As of early 2019, the stocks-to-use ratio of U.S. soybeans was around 23 percent, much higher than a more normal level of 10 percent
“To get back to 10 percent stocks-to-use, we would expect to take a number of years,” Johansson said, speaking to about 1,500 people at the USDA event.
American stocks of soybeans spiked in the last year because of the country’s trade dispute with China. Last year, President Donald Trump imposed tariffs on hundreds of Chinese products. China responded by slapping tariffs on U.S. goods, including soybeans.
China is the world’s largest importer of soybeans. In recent years it has bought more than $10 billion in U.S. soybeans, annually.

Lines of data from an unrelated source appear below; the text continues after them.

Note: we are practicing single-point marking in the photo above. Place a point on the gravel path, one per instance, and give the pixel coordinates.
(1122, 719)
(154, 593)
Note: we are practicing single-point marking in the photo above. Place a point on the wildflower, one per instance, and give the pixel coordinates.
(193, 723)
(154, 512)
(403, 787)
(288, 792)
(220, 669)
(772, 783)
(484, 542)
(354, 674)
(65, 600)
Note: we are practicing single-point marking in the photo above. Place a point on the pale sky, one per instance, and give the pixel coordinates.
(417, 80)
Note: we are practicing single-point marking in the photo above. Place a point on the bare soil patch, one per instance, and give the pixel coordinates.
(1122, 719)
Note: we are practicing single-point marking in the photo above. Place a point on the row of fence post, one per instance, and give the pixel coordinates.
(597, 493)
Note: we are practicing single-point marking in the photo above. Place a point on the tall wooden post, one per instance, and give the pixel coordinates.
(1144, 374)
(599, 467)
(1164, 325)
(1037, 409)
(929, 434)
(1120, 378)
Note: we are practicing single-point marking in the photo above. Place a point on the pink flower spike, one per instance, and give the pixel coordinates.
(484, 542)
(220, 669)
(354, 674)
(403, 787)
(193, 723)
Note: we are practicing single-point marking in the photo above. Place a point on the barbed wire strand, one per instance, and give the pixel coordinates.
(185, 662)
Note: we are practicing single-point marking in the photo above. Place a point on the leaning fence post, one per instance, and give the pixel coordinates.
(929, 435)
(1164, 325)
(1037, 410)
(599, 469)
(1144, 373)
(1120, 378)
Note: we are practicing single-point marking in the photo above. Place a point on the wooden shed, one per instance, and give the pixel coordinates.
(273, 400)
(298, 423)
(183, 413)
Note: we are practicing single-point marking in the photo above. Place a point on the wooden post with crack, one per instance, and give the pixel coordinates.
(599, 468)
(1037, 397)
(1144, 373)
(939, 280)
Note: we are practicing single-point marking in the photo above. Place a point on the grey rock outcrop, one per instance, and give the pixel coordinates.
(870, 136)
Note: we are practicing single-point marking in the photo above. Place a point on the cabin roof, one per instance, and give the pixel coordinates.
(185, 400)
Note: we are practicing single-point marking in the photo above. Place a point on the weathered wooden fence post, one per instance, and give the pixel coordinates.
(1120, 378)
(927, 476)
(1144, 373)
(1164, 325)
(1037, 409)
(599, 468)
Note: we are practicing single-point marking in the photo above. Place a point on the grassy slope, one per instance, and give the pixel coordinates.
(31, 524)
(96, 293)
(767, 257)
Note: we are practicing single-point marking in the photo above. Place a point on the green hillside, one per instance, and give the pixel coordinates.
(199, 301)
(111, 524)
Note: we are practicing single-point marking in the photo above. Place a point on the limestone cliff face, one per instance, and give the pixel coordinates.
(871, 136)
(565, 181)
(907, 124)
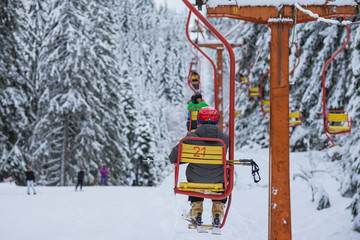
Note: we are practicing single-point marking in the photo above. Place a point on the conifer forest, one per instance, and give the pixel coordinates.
(91, 83)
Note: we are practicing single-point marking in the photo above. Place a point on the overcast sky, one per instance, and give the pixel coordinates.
(175, 4)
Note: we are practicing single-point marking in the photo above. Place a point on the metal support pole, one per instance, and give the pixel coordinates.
(279, 176)
(219, 85)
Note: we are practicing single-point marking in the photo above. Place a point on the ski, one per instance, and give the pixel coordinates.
(216, 230)
(216, 225)
(199, 227)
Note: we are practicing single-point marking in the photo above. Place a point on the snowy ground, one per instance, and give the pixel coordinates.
(132, 213)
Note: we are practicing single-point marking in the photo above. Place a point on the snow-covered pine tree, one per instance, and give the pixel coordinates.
(77, 124)
(14, 107)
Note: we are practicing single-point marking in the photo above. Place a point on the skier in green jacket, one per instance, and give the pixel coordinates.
(193, 107)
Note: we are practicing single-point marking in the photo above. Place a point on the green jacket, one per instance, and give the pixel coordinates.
(201, 104)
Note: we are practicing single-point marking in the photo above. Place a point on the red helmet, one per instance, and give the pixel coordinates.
(208, 115)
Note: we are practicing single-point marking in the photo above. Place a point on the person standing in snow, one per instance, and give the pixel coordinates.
(193, 107)
(95, 173)
(30, 180)
(103, 172)
(133, 178)
(80, 179)
(208, 118)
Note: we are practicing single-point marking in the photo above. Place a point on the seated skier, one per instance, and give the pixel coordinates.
(193, 107)
(208, 118)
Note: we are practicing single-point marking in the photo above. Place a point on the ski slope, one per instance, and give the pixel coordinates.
(154, 213)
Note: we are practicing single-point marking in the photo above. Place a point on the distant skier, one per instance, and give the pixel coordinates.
(103, 172)
(80, 179)
(30, 180)
(208, 118)
(95, 173)
(133, 178)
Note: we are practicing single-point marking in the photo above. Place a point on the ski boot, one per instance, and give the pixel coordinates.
(195, 215)
(217, 216)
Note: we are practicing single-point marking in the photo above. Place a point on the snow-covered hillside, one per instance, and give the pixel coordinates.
(154, 213)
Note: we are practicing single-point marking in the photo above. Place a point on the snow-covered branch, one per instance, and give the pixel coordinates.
(321, 19)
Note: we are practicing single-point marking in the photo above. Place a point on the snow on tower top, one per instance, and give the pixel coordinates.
(216, 3)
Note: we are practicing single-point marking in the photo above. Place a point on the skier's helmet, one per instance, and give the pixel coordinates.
(195, 96)
(208, 115)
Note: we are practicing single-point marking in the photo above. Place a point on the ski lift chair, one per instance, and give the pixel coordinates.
(193, 118)
(295, 118)
(200, 154)
(339, 121)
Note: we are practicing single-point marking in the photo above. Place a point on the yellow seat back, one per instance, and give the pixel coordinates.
(338, 117)
(190, 186)
(201, 154)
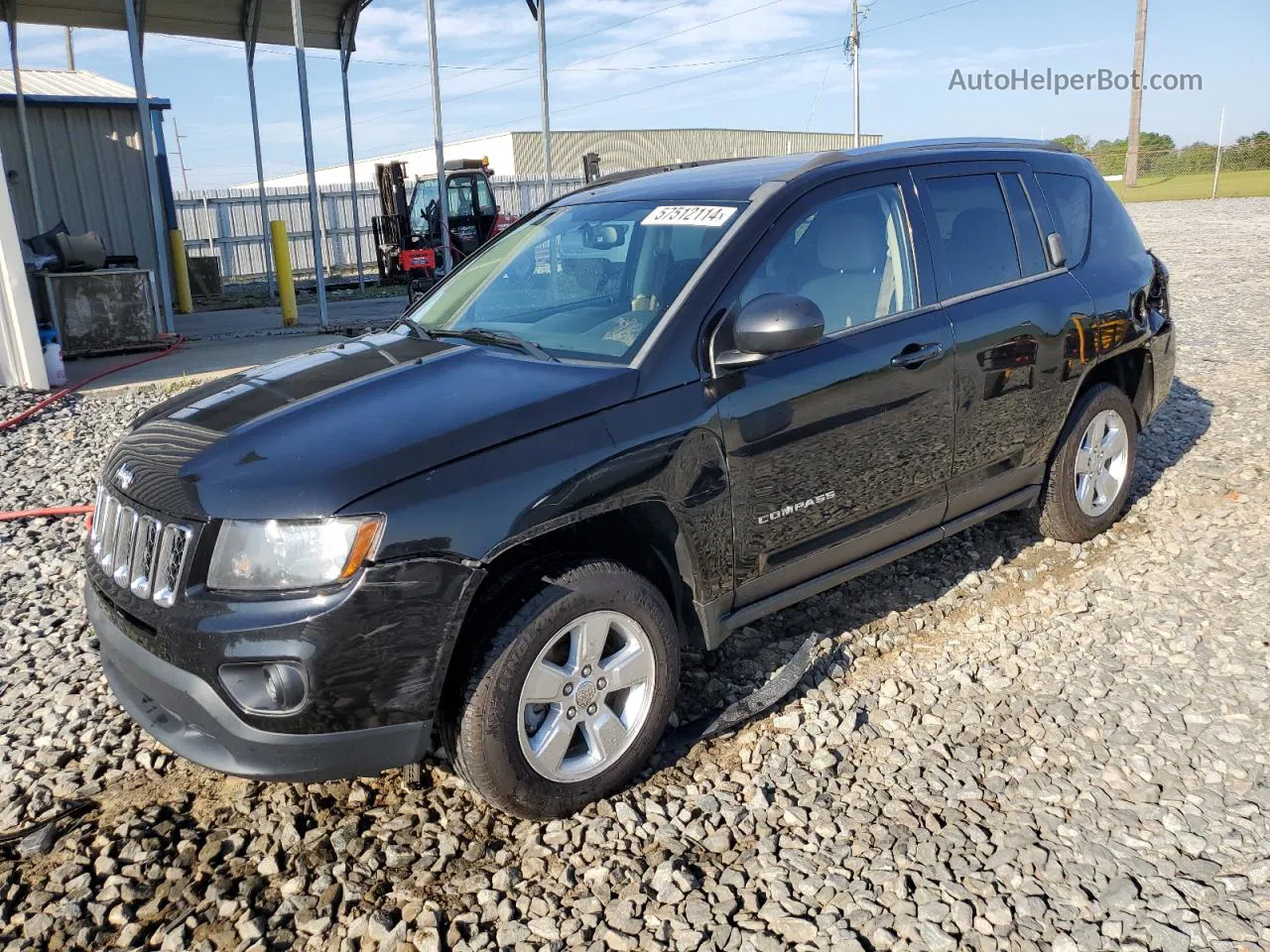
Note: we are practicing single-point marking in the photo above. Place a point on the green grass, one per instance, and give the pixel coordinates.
(1233, 184)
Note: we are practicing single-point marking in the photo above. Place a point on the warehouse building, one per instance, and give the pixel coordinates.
(520, 154)
(90, 173)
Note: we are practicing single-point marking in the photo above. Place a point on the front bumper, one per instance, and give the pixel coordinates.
(375, 655)
(186, 715)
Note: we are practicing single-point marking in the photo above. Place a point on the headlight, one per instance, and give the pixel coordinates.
(275, 555)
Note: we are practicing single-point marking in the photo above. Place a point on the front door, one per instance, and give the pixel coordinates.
(842, 448)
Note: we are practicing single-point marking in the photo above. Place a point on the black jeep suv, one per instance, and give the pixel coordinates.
(652, 412)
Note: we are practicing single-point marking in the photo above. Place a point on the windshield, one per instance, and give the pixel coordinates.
(585, 281)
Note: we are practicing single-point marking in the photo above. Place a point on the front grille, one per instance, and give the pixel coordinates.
(139, 552)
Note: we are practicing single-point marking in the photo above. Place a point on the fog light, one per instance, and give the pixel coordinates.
(268, 687)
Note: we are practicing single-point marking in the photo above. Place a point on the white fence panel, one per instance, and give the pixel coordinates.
(225, 223)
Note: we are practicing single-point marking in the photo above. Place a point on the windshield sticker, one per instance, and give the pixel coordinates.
(710, 216)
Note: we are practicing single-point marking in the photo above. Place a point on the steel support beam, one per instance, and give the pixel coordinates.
(298, 28)
(250, 31)
(10, 9)
(547, 104)
(347, 28)
(439, 150)
(148, 150)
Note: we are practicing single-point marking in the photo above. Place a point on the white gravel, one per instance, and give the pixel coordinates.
(1005, 744)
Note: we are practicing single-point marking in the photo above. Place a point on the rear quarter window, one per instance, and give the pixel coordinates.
(1071, 206)
(1112, 234)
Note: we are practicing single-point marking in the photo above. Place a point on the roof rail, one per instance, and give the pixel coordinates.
(968, 143)
(652, 171)
(926, 145)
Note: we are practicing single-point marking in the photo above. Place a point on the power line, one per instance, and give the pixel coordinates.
(589, 59)
(726, 67)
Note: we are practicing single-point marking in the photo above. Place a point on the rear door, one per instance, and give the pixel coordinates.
(843, 448)
(1014, 313)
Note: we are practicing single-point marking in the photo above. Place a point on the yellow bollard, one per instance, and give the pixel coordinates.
(282, 266)
(181, 271)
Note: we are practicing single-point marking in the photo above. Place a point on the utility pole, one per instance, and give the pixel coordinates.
(1216, 169)
(181, 154)
(853, 53)
(540, 13)
(439, 141)
(1139, 54)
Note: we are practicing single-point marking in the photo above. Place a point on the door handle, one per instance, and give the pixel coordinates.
(916, 354)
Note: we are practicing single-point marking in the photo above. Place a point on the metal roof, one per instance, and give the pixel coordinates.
(211, 19)
(66, 84)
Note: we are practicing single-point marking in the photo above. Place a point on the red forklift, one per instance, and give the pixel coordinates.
(408, 229)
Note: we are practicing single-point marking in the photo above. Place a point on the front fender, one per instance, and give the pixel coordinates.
(662, 449)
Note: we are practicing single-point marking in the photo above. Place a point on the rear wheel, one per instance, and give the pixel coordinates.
(1088, 477)
(572, 694)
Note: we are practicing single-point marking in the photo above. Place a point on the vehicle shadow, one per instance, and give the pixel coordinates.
(871, 615)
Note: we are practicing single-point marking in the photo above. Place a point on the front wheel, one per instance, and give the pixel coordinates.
(572, 694)
(1088, 477)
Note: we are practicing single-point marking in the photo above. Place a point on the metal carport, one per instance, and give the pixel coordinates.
(318, 24)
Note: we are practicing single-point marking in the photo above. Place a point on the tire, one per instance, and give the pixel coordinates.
(1078, 507)
(495, 730)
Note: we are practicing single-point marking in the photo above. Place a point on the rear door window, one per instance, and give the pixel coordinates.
(1069, 199)
(1032, 252)
(973, 232)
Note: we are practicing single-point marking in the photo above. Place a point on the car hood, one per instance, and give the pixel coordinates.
(313, 433)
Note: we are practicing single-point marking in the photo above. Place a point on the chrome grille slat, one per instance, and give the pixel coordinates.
(139, 552)
(125, 534)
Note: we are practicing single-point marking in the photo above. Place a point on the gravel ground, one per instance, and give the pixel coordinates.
(1005, 743)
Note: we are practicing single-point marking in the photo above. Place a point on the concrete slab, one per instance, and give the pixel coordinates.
(254, 320)
(195, 361)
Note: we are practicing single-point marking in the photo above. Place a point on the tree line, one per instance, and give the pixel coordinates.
(1160, 155)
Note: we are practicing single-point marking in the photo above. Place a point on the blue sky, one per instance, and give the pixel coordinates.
(749, 63)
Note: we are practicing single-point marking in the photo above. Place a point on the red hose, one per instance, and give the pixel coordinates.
(32, 411)
(37, 513)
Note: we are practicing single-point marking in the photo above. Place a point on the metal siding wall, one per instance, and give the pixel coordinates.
(91, 175)
(624, 150)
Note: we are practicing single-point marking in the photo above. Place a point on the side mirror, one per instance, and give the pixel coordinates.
(772, 324)
(1057, 253)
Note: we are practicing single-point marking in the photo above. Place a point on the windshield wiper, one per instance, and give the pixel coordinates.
(486, 335)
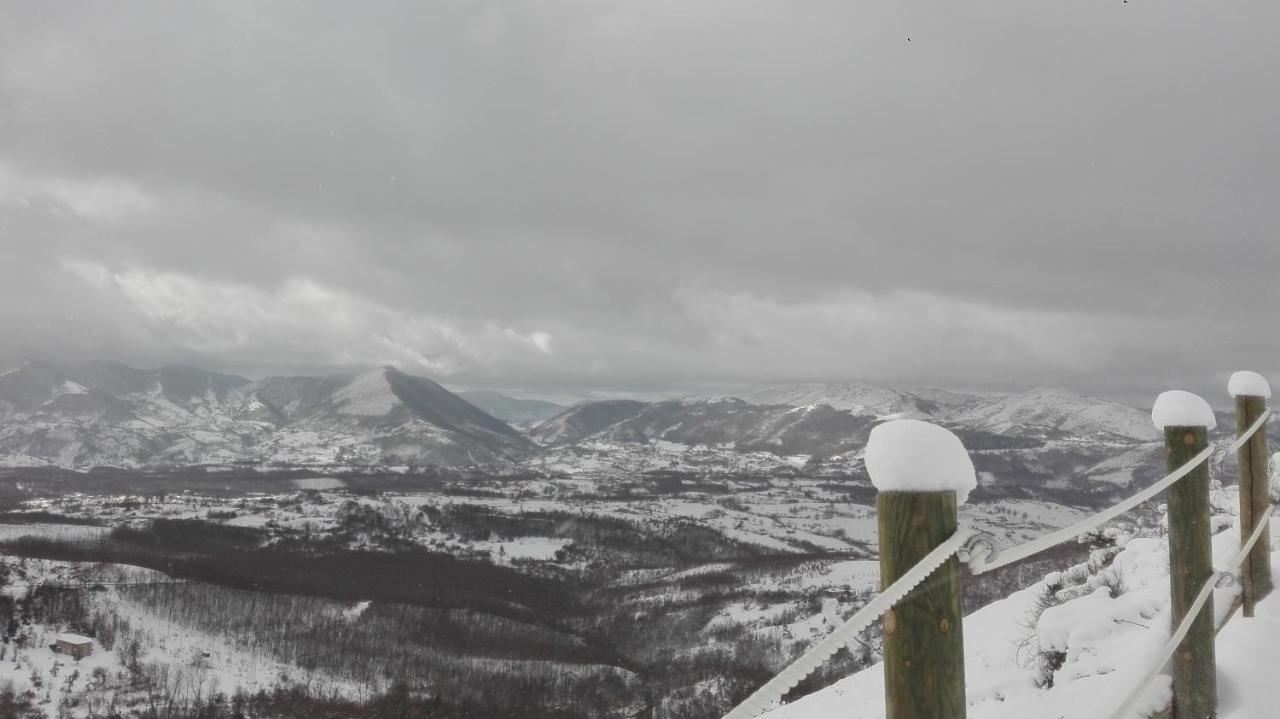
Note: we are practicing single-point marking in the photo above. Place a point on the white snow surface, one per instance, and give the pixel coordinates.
(914, 456)
(1180, 408)
(1109, 641)
(1248, 384)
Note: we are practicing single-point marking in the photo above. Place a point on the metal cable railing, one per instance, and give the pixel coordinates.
(1223, 577)
(981, 553)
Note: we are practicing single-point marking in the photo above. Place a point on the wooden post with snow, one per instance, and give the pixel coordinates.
(1251, 392)
(922, 472)
(1185, 420)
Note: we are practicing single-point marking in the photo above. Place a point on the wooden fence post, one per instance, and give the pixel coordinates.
(1191, 564)
(923, 635)
(1255, 498)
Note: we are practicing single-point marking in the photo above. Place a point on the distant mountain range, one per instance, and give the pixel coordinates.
(512, 410)
(1047, 410)
(105, 413)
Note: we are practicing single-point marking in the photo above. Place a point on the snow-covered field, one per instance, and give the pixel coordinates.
(1107, 642)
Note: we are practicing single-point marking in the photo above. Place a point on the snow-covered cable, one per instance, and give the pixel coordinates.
(1054, 539)
(1180, 633)
(1253, 539)
(1171, 646)
(818, 654)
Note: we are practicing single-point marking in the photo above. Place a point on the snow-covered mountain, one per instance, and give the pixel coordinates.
(104, 413)
(1038, 411)
(860, 398)
(515, 410)
(814, 430)
(1057, 410)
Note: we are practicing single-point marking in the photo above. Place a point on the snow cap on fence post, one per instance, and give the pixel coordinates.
(1248, 384)
(914, 456)
(1180, 408)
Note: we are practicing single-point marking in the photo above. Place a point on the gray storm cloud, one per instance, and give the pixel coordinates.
(647, 193)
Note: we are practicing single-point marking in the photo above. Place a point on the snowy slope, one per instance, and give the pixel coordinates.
(860, 398)
(1061, 410)
(1106, 644)
(95, 413)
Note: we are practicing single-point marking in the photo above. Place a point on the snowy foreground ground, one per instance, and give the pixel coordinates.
(1104, 644)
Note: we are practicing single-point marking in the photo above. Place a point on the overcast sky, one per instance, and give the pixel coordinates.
(652, 193)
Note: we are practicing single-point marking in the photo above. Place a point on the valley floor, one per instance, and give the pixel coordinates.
(1106, 645)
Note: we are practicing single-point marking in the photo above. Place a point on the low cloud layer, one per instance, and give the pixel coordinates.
(595, 193)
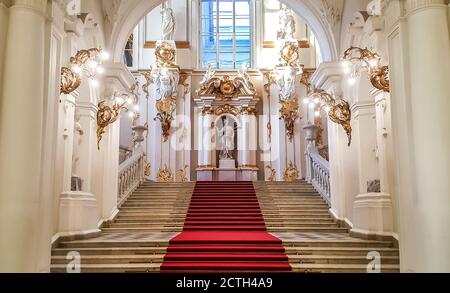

The trade disruption and boom in U.S. soybean stocks is not new information, as it’s been widely reported during the last nine months.
But Johansson’s data suggested the glut of soybeans could weigh on the market for several years.
The USDA is forecasting that the stocks-to-use ratio for soybeans won’t return to 10 percent until the 2022-23 crop year, meaning U.S. soybean prices could be depressed for a long time.
“Prices are going to recover…. But right now we forecast prices to take at least three years to get back to the levels we saw last year,” Johansson said.
The bearish data for soybeans could be negative news for canola growers in Canada, as soybean futures and canola futures typically move in unison.
The stockpile of beans in the U.S. will encourage more corn acres in 2019.
The USDA is projecting corn acres to hit 92 million in 2019, up about three million from 2018.
Soybean acres are expected to sink to 85 million, down 4.7 percent from 2018.
The decline in acres should give soybean prices a small bump.
“Soybean prices are expected to rise, modestly, despite the tariffs, up 20 cents to US$8.80 a bushel,” Johansson said.
The USDA will provide a more detailed outlook for grains and oilseeds tomorrow.